In a new book featuring his conversations with Pope Francis, Italian environmental activist Carlo Petrini said he hopes the published discussions will contribute to the groundwork laid out by “Laudato Si’, on Care for Our Common Home.”
The book, titled TerraFutura (Future Earth): Conversations with Pope Francis on Integral Ecology, is meant to highlight the importance of the pope’s encyclical on the environment and its impact on the world five years after its publication in 2015.
“If we want to use human life as a metaphor, I would say that this encyclical is entering its adolescence. It has passed its infancy; it has learned to walk. But now comes the time of youth. I am confident that this growth will be very stimulating,” Petrini told journalists Sept. 8, presenting the book at the Vatican’s Sala Marconi.
In 1986, Petrini founded the Slow Food Movement, a grassroots organization that promotes the preservation of local food culture and traditional cooking to counteract the rise of fast food chains and food waste.
The activist and author told journalists that he first spoke to Pope Francis when the pope called him in 2013, several months after his election.
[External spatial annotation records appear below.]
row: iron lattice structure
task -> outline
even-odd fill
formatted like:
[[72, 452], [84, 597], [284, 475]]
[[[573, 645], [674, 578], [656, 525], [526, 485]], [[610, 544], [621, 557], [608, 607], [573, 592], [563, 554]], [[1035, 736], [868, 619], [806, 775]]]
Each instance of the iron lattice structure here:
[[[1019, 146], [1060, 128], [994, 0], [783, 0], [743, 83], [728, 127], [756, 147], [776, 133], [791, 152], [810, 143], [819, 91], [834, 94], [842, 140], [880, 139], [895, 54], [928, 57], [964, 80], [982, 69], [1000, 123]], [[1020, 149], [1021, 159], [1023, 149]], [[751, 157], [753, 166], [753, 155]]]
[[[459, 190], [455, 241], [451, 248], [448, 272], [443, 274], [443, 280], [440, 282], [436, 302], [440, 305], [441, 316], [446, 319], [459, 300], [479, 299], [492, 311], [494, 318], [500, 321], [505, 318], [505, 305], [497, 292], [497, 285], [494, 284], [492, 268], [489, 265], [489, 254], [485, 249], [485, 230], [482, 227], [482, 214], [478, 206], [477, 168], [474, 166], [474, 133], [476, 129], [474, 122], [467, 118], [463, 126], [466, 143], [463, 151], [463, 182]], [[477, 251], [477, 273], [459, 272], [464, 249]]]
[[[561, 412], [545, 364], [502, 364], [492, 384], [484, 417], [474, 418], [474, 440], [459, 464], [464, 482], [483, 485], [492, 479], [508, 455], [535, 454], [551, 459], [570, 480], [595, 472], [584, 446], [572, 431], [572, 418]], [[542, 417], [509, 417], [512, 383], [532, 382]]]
The book features three conversations between Petrini and the pope from 2018 to 2020.
In a conversation that took place May 30, 2018, the pope recalled the genesis of his encyclical, Laudato Si’, which he said began in 2007 during the Fifth Conference of Latin American and Caribbean Bishops in Aparecida, Brazil.
Although many of the Brazilian bishops spoke passionately about “the great problems of the Amazon,” the pope admitted that at the time, he was often irritated by their speeches.
“I remember very well feeling annoyed by their attitude and commenting, ‘These Brazilians are driving us crazy with their speeches!’ ” the pope recalled. “At that time, I did not understand why our assembly of bishops had to devote itself to the theme of the Amazon; for me the health of the world’s ‘green lung’ was not a concern, or at least I did not understand what it had to do with my role as bishop.”
Since then, he added, “much time has passed and my perception of the environmental problem has completely changed.”
The pope also agreed that many Catholics had the same reaction to his encyclical, Laudato Si’, so it was important to “give everyone time to understand it.”
“However, at the same, we need to change our paradigms very quickly if we want to have a future,” he said.
In a conversation with Petrini on July 2, 2019, several months before the Synod of Bishops for the Amazon, the pope also lamented the focus of “some journalists and opinion writers” who claimed that “the synod was organized so that the pope can allow Amazonian priests to get married.”
“When did I ever say that?” the pope said. “As if this were the main problem to worry about. On the contrary, the Synod for the Amazon will be an occasion of discussion and dialogue on the great issues of our day, issues that cannot be ignored and that must be at the center of attention: environment, biodiversity, inculturation, social relationships, migration, fairness and equality.”
Petrini, who is agnostic, told journalists that he hopes the book will bridge the gap between Catholics and non-believers and unite them in building a better world for future generations.
When asked if his beliefs have changed after his discussions with the pope, Petrini said that although he is still agnostic, anything is possible.
“If you want a beautiful spiritual answer, I’ll quote one of my fellow citizens, [St. Giuseppe Benedetto] Cottolengo. He said, ‘Never put limits on Providence,’ ” Petrini said.